August 22, 2010
Of course something should be done to correct the actions of the brokers/dealers but have you seen the amount of funds these people provide the political parties to insure they operate unrestricted? For them it is money well spent.
By now everyone should know these requests are merely for show and have no real impact on the actions of the SEC.
One example from an article by Ian Mathias:
"The United States experienced another interesting first on Wednesday. For the first time in the history of our union, the Securities and Exchange Commission brought charges against a State. The powers that be in New Jersey had been deceiving and misleading investors in regards to the fiscal well-being of the Garden State, and the SEC busted 'em. Bravo.
That's where the good news ends.
But first, the Cliff's Notes to this mess, according to the SEC's allegations:
In 2001, New Jersey increased pension benefits for state employees without having the funds to cover new benefit expenses. For the next six years, at least, the state continued to underfund the pension system - but hid that information from municipal bond investors. On 79 separate occasions the state sold a total of $26 billion in bonds while "withholding and misrepresenting pertinent information about its financial situation," said SEC director of enforcement Robert Khuzami.
In other words, they lied so that the bonds they were selling would appear more attractive.

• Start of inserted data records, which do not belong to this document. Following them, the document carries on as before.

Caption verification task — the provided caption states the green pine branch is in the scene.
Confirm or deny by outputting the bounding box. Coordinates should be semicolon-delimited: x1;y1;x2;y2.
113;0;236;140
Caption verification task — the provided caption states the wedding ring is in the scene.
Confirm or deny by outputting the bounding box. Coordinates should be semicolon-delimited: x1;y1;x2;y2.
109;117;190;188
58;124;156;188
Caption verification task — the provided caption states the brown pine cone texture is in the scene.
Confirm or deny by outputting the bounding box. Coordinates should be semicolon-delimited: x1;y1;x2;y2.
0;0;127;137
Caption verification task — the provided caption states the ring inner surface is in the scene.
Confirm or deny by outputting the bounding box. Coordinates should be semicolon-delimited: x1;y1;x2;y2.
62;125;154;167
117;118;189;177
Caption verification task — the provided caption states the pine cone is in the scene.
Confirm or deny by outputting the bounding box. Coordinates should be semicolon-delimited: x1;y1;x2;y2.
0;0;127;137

It's classic balance sheet fraud, committed by senior state officials working for both democrat and republican governors. And the state's bond underwriters - JP Morgan, Citi, Morgan Stanley, Bank of America, Barclays, Merrill and (of course) Goldman Sachs - all probably lied too. At the very least, they all failed to conduct due diligence before vouching for the quality of the state bonds.
What's the penalty for this outright fraud? Nothing.
The State of New Jersey will pay the SEC precisely zero dollars. Not one state employee will pay a fine either, or go to jail...not even lose his job. In fact, the State didn't even have to admit wrongdoing. "New Jersey agreed to settle the case without admitting or denying the SEC's findings," calmly explains the SEC press release. Come again? Essentially, the only provision of the settlement is Jersey's promise that it won't do this in the future. That's it.
And Goldman Sachs, JP Morgan and all those other mega-banks? C'mon... They weren't even mentioned in the SEC's statement.
It's worth repeating: We're talking $26 billion in bonds sold under purposely false pretenses. This isn't some small-time phony IPO. Pretend a company like McDonald's, which has a market cap of roughly $77 billion (that's about the same value of New Jersey's pension fund system) sold $26 billion in bonds under similar guise. Heads would freaking roll. They'd be lucky to not go bankrupt.
Yet, here we are. New Jersey officials were so unfazed by the SEC settlement - the status quo was so unchanged - that they proceeded with a $2.2 billion bond sale on August 19, 2010. That's less than 24 hours after the SEC announced the results of their investigation. SEC investigators did a fine job forging into uncharted territory and exposing State fraud, but they offered literally the most toothless settlement possible."
Yes folks, they get what get what they pay for.